Are Bonds Sure-Fire Losers?
Everyone today seems to be an expert on the bond market. Typical viewpoints include;
“Interest Rates have nowhere to go but up!”
“When Interest Rates Go Up Bond Investors Lose Money!”
“Bond Investors are in for a Rude Awakening!”
That last one is especially sweet. Do you mean there is someone out there who owns bonds and hasn’t heard that rising interest rates are bad for bonds? Really?
Yes there is a mathematically grounded inverse relationship between bond prices and bond yields. When rates go up, prices go down and vice versa. And yes it is highly likely that the interest rates will go up at some point in the future. (We had previously suggested that investors move some of their fixed income into liquid alternative investments).
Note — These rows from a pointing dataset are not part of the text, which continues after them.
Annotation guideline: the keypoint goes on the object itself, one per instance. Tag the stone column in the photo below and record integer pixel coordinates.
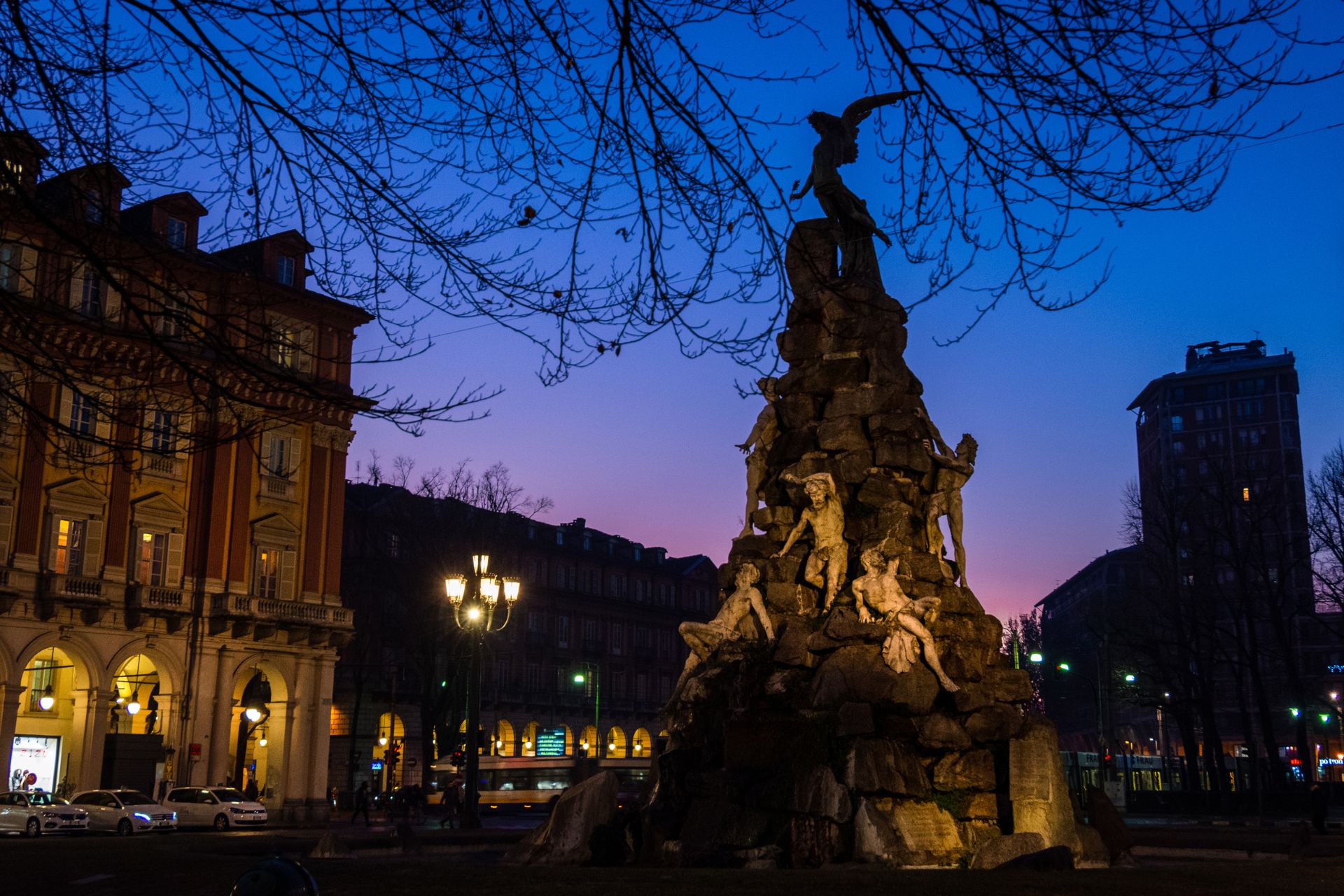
(168, 726)
(319, 751)
(299, 739)
(277, 773)
(222, 716)
(10, 696)
(90, 729)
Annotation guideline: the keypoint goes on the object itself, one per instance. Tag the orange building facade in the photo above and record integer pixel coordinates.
(174, 429)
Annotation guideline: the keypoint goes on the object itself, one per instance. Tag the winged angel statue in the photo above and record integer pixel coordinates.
(839, 146)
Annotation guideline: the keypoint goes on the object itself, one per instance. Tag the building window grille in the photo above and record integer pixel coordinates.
(67, 556)
(81, 414)
(268, 573)
(150, 568)
(92, 296)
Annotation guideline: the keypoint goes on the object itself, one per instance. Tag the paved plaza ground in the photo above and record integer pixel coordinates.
(1189, 860)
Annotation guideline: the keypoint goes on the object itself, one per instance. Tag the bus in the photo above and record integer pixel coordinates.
(534, 783)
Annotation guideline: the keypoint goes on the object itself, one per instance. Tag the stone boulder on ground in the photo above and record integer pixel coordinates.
(565, 839)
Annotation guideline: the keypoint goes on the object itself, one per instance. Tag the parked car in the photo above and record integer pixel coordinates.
(36, 812)
(125, 812)
(219, 808)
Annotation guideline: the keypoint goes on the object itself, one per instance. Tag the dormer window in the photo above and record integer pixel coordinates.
(13, 175)
(92, 296)
(284, 346)
(176, 234)
(286, 270)
(93, 206)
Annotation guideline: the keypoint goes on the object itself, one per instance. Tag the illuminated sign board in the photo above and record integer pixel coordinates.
(550, 742)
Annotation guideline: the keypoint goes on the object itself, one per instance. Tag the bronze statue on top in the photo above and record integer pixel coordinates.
(839, 146)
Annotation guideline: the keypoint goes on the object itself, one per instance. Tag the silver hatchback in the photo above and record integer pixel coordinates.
(125, 812)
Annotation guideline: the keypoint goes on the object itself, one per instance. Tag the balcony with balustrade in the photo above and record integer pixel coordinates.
(300, 622)
(89, 597)
(152, 601)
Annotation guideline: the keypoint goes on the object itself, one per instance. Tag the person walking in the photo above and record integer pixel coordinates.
(452, 804)
(360, 804)
(1320, 806)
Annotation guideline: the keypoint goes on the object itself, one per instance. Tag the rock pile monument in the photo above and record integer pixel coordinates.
(851, 700)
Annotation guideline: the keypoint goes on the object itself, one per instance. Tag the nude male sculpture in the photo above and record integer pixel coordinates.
(953, 470)
(881, 598)
(758, 447)
(830, 552)
(706, 637)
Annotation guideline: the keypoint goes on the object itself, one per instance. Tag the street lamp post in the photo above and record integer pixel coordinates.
(590, 672)
(476, 617)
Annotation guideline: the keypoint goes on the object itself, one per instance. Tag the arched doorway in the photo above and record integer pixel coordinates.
(588, 742)
(54, 729)
(528, 739)
(257, 731)
(502, 743)
(136, 710)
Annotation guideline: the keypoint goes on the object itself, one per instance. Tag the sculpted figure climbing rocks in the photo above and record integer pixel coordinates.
(830, 556)
(881, 598)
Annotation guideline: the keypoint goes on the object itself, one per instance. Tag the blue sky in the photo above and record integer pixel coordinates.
(643, 445)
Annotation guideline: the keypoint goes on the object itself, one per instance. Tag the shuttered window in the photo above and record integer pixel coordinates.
(67, 546)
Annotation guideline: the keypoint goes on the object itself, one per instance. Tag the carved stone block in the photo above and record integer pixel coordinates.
(882, 766)
(974, 770)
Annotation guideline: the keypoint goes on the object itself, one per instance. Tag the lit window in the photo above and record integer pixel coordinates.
(279, 457)
(176, 232)
(162, 440)
(67, 554)
(284, 346)
(11, 257)
(93, 206)
(268, 573)
(150, 568)
(81, 413)
(92, 295)
(286, 270)
(13, 175)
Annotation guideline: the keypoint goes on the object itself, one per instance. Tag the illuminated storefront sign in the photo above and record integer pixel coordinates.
(550, 742)
(33, 763)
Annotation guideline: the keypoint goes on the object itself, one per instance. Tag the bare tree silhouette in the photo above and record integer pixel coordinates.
(588, 175)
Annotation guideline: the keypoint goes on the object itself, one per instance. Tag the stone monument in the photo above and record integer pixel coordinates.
(867, 713)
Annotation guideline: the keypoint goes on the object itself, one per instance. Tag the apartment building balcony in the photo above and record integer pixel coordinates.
(258, 618)
(14, 584)
(86, 596)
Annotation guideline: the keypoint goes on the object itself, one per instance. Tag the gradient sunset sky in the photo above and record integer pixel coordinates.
(643, 445)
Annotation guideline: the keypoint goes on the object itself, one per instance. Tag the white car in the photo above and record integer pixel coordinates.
(35, 812)
(220, 808)
(125, 812)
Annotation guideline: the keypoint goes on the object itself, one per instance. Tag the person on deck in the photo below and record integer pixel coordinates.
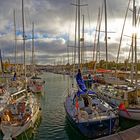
(15, 76)
(90, 81)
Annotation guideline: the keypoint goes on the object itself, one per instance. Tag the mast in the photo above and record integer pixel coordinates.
(33, 48)
(106, 34)
(15, 39)
(24, 40)
(82, 40)
(78, 34)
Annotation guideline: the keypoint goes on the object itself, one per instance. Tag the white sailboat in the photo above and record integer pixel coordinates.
(90, 115)
(125, 97)
(23, 110)
(35, 83)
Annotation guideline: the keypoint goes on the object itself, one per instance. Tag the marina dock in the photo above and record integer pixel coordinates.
(129, 134)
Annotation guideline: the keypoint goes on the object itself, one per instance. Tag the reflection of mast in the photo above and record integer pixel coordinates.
(78, 34)
(15, 39)
(82, 45)
(23, 39)
(33, 49)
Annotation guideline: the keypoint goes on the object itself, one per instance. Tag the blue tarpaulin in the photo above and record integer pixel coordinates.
(81, 82)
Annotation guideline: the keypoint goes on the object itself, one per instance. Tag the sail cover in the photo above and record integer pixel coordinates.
(80, 82)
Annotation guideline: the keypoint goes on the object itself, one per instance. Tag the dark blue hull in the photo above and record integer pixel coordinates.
(96, 129)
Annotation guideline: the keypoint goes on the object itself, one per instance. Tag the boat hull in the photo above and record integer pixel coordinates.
(133, 114)
(94, 129)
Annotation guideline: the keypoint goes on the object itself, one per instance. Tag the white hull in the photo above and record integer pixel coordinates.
(133, 114)
(13, 131)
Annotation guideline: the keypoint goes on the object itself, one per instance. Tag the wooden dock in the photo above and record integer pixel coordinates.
(129, 134)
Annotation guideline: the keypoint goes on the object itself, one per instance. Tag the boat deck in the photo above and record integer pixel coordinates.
(129, 134)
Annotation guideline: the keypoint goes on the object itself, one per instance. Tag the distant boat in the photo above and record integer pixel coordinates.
(19, 116)
(36, 84)
(92, 116)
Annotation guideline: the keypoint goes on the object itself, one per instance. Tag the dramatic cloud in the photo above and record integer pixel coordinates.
(54, 29)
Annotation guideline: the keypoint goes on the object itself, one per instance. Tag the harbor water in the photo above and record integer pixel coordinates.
(52, 123)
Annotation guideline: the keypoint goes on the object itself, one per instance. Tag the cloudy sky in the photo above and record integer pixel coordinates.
(54, 29)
However, it is also a fact that interest rates have already gone up as a result of both Fed Chairman Bernanke’s statements and our collective hand-wringing. And we have recently been informed by Mr. Bernanke that he is not yet ready, contrary to previous loud hints, to begin unwinding his massive easing program. As we gaze at our old friend the Yield Curve, we see that some bond yields have gone up more than others. For example, the yield on the 10 year US Treasury has increased 100 basis points since the low reached in May, while the yield on the 7 Year has increased 93 basis points. The 5 Year US Treasury has increased 75 basis points, while the 3 year went up 36 basis points and the 2 Year has increased just 15 basis points. Why did long bonds increase more than short bonds? Because long term bonds inherently carry more interest rate risk and investors demand more of a risk premium. And because long bonds are less under the spell of the Fed’s low interest rate policies. What does this mean for bond investors? It means that the market has begun to adjust to the probability of higher interest rates by building in a cushion for new investors. When the difference between short bonds and long bonds gets bigger, some of the risk is taken out of long bonds. The relationship between interest rates on bonds of differing maturities is referred to as the Yield Curve and in this instance the Yield Curve has gotten steeper. When the Yield Curve gets steeper, savvy bond investors look to see if a ride down the yield curve might be rewarding or might help reduce portfolio risk.
Let’s take a look at the 10 Year Treasury currently priced to yield 2.62%. If we hold this bond for a year and there are no changes in interest rates, we will now be holding a 9 Year bond. Our Yield Curve says that 9 Year bonds yield 2.33%, which is less than 2.62%. Well we have already learned that when interest rates go down, bond prices go up, right? So by just watching our 10 year become a 9 year, our price will go up and our total return (change in value + interest earned) will be about 5.00%.What if the Yield Curve moves 100 basis points higher instead of remaining the same? Then we will lose value but will still earn interest, so that our total return is -2.75%.
The reward for riding the yield curve with no change in rates on the 7 year is 4.23% while a 100 basis point rise in rates would produce a total return of -1.24%. For the 5 Year we’re looking at 2.71% with no change and -1.05% with a 100 basis rise and for the 3 Year we can make 1.23% with no change or we can lose (-.69%).
Many of the bond “experts” out there are NOW telling you to get out of bonds or, more practically, to reduce duration, i.e. shorten the maturity profile of your portfolio. That advice would have you sell your 7 Year, let’s say, and buy the 3 Year, right? Let’s take a look at that. The 3 Year currently yields .65% while the 7 Year yields 2.00%. If rates go up 100 basis points (as expected?) you will have total return of -.69% on the 3 year vs. -1.24% on the 7 year. If you are 100% sure that rates will be higher by 100 basis points next year, this trade will be marginally beneficial before taking trading costs into account. If on the other hand, we continue our low interest policies for yet another year (not unthinkable) and rates don’t change, you are considerably better off (4.23% vs. 1.23%) holding on to the 7 year. Not such an easy decision anymore.
We still think it makes sense to move some of your “plain vanilla” fixed income into other asset classes, including alternative investments, high yield bonds, emerging markets bonds etc. But at these higher interest rate levels and with a steeper yield curve, there is a little more value in bonds today especially when you consider the roll down the yield curve in an environment that will probably see the Fed stand pat for a bit longer than had been previously anticipated.